Modular QoS Command-Line Interface



As the Cisco QoS tools evolved, they became increasingly platform idiosyncratic. Commands that worked on one platform wouldn’t quite work on another, and there were always platform-specific requirements and constraints that had to be kept in mind. These idiosyncrasies made deploying QoS a laborious and often frustrating exercise, especially when deploying networkwide QoS policies, such as required by TelePresence. As an attempt to make QoS more consistent across platforms, Cisco introduced the MQC, which is a consistent, cross-platform command syntax for QoS.
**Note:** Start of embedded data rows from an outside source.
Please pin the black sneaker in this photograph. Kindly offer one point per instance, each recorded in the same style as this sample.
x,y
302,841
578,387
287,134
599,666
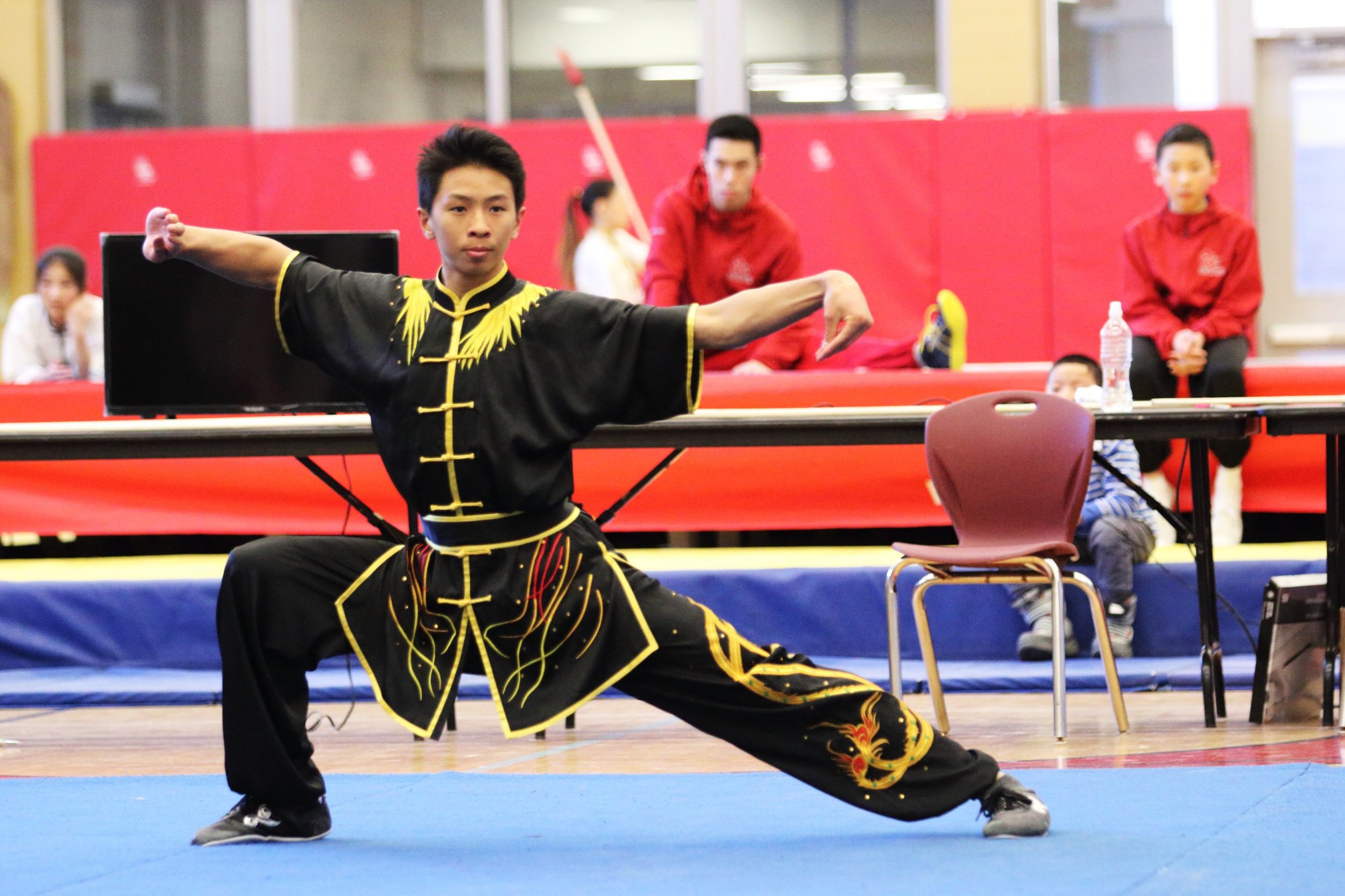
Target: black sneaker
x,y
1013,810
943,342
253,820
1121,629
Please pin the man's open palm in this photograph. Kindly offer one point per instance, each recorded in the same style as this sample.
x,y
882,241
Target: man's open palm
x,y
163,234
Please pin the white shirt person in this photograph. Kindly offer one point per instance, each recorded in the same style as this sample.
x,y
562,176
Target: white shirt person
x,y
608,261
55,333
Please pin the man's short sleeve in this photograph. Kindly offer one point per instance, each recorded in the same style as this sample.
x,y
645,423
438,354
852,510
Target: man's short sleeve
x,y
617,362
338,319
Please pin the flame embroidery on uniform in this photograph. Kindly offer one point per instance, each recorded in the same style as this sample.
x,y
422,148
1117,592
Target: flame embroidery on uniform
x,y
865,754
415,314
537,629
423,638
501,325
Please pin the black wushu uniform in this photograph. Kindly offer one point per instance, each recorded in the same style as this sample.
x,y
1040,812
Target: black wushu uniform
x,y
477,401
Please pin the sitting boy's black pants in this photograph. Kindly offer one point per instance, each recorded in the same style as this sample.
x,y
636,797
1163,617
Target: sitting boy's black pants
x,y
278,619
1222,377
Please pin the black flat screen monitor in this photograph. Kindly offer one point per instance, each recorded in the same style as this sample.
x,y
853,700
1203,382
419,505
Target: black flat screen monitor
x,y
182,341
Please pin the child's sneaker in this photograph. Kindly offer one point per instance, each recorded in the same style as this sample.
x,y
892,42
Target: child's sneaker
x,y
1013,810
1035,643
943,342
1226,508
1121,629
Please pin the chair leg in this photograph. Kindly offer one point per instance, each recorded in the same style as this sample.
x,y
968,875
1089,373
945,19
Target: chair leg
x,y
1058,649
894,632
940,711
1109,661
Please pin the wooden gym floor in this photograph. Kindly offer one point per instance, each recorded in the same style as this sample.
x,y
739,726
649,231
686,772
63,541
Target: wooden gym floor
x,y
619,735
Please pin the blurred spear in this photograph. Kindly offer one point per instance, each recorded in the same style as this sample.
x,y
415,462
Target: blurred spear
x,y
604,143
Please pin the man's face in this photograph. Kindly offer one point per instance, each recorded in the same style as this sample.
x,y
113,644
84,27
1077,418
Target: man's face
x,y
1064,380
474,219
731,166
58,291
1185,174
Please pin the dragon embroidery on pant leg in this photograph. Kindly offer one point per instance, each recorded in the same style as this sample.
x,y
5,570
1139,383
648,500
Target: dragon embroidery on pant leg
x,y
865,754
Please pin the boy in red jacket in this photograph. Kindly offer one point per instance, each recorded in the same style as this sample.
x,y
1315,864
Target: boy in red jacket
x,y
714,236
1191,291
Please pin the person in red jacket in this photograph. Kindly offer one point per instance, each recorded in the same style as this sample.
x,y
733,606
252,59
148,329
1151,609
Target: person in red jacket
x,y
714,234
1191,291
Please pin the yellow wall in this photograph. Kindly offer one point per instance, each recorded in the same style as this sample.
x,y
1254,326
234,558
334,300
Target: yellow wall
x,y
23,70
994,53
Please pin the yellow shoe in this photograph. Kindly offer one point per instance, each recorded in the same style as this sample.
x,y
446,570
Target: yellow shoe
x,y
943,342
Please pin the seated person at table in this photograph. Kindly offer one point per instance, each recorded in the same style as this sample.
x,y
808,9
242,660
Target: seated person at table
x,y
608,261
57,331
1191,291
1115,532
714,234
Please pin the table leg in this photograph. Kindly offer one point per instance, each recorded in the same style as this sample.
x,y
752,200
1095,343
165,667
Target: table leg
x,y
1333,575
1211,653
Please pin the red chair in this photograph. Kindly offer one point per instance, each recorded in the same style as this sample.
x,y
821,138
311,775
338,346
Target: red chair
x,y
1012,470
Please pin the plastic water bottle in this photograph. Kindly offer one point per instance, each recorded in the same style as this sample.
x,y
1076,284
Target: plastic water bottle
x,y
1115,362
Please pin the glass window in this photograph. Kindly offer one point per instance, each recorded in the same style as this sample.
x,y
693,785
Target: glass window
x,y
389,61
1115,53
150,63
824,55
1274,15
1319,130
639,57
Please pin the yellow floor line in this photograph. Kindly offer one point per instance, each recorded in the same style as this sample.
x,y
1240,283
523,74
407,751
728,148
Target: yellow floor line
x,y
200,567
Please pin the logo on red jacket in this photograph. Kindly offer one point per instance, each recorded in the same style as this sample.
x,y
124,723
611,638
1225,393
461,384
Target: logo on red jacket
x,y
740,272
1209,264
144,173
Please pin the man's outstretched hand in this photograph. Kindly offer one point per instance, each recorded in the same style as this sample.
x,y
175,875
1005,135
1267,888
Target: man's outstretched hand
x,y
163,234
846,314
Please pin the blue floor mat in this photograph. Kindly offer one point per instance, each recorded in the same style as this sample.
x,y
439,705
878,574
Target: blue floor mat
x,y
1234,832
65,687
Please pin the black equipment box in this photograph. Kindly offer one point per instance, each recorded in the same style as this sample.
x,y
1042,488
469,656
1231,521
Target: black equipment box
x,y
1290,650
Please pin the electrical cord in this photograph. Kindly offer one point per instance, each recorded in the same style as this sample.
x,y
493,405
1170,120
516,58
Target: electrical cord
x,y
349,487
316,717
1228,606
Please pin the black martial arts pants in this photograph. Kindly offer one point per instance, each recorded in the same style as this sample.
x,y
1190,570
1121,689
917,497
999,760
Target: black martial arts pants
x,y
278,619
1222,377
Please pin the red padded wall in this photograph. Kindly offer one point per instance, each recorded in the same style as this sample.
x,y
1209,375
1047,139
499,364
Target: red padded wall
x,y
89,183
1020,214
993,232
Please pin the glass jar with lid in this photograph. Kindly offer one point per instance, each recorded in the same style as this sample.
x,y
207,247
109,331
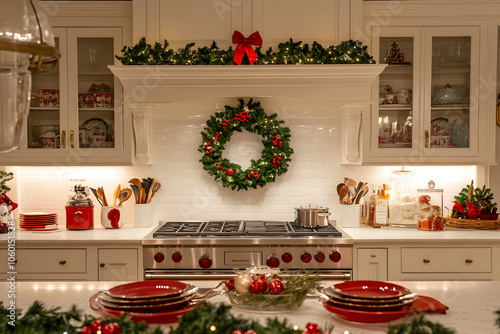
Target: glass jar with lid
x,y
430,202
403,202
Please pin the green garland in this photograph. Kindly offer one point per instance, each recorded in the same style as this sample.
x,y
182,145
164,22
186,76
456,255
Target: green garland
x,y
290,52
4,178
250,117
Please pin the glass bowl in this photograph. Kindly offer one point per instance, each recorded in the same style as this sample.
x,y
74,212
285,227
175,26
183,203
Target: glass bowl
x,y
266,302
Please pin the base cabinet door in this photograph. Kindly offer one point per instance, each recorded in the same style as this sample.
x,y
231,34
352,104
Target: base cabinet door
x,y
118,264
372,264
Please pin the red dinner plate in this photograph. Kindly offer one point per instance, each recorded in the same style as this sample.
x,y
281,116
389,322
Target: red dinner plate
x,y
370,289
147,289
366,316
150,318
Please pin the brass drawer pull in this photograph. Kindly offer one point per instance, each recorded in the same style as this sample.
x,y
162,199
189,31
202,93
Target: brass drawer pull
x,y
63,139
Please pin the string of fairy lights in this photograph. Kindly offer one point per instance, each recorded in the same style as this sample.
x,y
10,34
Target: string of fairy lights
x,y
290,52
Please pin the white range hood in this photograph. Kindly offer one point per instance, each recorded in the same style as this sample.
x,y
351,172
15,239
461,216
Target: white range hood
x,y
350,88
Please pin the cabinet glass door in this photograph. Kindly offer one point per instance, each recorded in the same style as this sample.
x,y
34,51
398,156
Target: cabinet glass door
x,y
96,123
95,93
45,120
450,92
451,120
395,120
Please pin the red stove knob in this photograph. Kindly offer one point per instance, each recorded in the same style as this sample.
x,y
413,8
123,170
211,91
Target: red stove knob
x,y
177,257
287,257
205,262
320,257
159,257
306,257
335,256
273,262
Any QoS policy requires at least three elements:
  1. Identification of what traffic the policy is to be applied to
  2. What actions should be applied to the identified traffic
  3. Where (that is, which interface) should these policies be applied, and in which direction
To correspond to these required elements, MQC has three main parts:
  1. One or more class maps that identify what traffic the policies are to be applied to
  2. policy map that details the QoS actions that are to be applied to each class of identified traffic
  3. service policy statement that attaches the policy to specific interfaces and specifies the direction (input or output) that the policy is to be applied
As you see in the examples throughout this chapter, although the syntax of MQC might seem simple enough, it allows for nearly every type of QoS policy to be expressed within it and allows these policies, for the most part, to be portable across platforms.